Risikonya adalah penggunaan alat AI untuk pembuatan peta dapat memisahkan peta dari kenyataan di lapangan dengan menggantikan penilaian manusia di lapangan dan lebih memilih sumber data yang kompatibel dengan metode AI. Seorang ahli ekologi yang ahli dalam mensurvei suatu ekosistem akan memperhatikan hal-hal tak terduga yang tidak ditentukan pada tahap perencanaan. Misalnya, berbicara dengan masyarakat lokal dapat mengungkapkan rencana perluasan pertanian atau kegiatan pemanenan satwa liar. Sistem AI akan kehilangan konteks penting ini karena hanya dapat membaca informasi yang telah didigitalkan.

AI tidak dapat melihat hewan yang menghindari kamera atau mengidentifikasi hewan yang tidak diperkirakan muncul di lokasi tersebut (gambar yang tidak dilatih). Ia juga tidak dapat berbicara kepada manusia untuk mengetahui niat atau mengungkapnya kearifan ekologis yang diturunkan dari nenek moyang mereka.

Chatbots juga harus digunakan dengan hati-hati. Mereka dapat menghasilkan atau menyematkan informasi fiktif. Bahkan ketika mengambil informasi nyata, mereka sering kali mencerminkan bias dalam data pelatihan mereka, lebih memilih penelitian dan perspektif dari lembaga-lembaga yang terwakili di negara-negara utara, di mana publikasi secara historis didominasi oleh laki-laki di universitas berpenghasilan tinggi.

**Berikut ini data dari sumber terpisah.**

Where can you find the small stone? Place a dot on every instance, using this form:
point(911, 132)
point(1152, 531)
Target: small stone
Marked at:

Penggunaan rekomendasi yang dihasilkan chatbot secara tidak kritis dapat mengakibatkan keputusan lingkungan yang buruk. Misalnya, mereka mungkin menyarankan penanaman pohon tanpa mempertimbangkan ekosistem yang beragam seperti di Afrika padang rumput sabana.

Menggunakan chatbots sebagai jalan pintas untuk merangkum pengetahuan dan menginformasikan keputusan konservasi di Afrika akan memperkuat sistem kolonial dan meminggirkan komunitas dan pengetahuan adat.

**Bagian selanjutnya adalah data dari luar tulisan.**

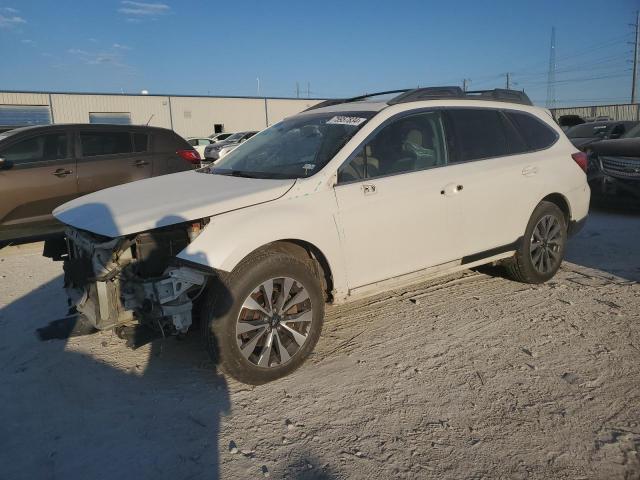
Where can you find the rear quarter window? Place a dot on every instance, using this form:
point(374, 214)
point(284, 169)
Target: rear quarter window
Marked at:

Penggunaan AI secara hati-hati

Oleh karena itu, regulasi yang kuat mengenai penggunaan AI dalam ilmu lingkungan merupakan keharusan moral dan hukum. Sektor ini memerlukan perlindungan, standar, dan mekanisme pengawasan yang jelas untuk mencegah keluaran AI yang salah atau tidak tepat sehingga tidak dapat mempengaruhi pengambilan keputusan. Ini membutuhkan:

  • protokol validasi untuk menangkap informasi palsu
  • batasan untuk mencegah chatbots mengesampingkan pengetahuan dan perspektif manusia
  • pengungkapan wajib riwayat perintah AI
  • standar untuk mendeskripsikan kumpulan data pelatihan sehingga model yang sesuai dapat dipilih.

Ledakan AI menghadirkan peluang besar bagi konservasi jika kita menggunakan alat yang tepat dengan hati-hati. Jika kita mengganti penilaian manusia dengan otomatisasi yang tidak terkendali, kita berisiko menjadi alat dari sistem yang kita bangun.

Percakapan

Oleh Jeran Cloete, Dian Spear, Jessica da Silva, Lavhelesani Dembe Simba dan Peter J Carrick

Jeran Cloete adalah kandidat PhD di bidang ekologi konservasi dan entomologi di Universitas Stellenbosch. Dian Spear adalah ilmuwan peneliti senior di Universitas Stellenbosch. Jessica da Silva adalah ilmuwan utama di Institut Keanekaragaman Hayati Nasional Afrika Selatan. Lavhelesani Dembe Simba adalah dosen entomologi di Universitas Fort Hare. Peter J Carrick adalah peneliti kehormatan di Institut Komunitas dan Margasatwa di Afrika, untuk Universitas Cape Town.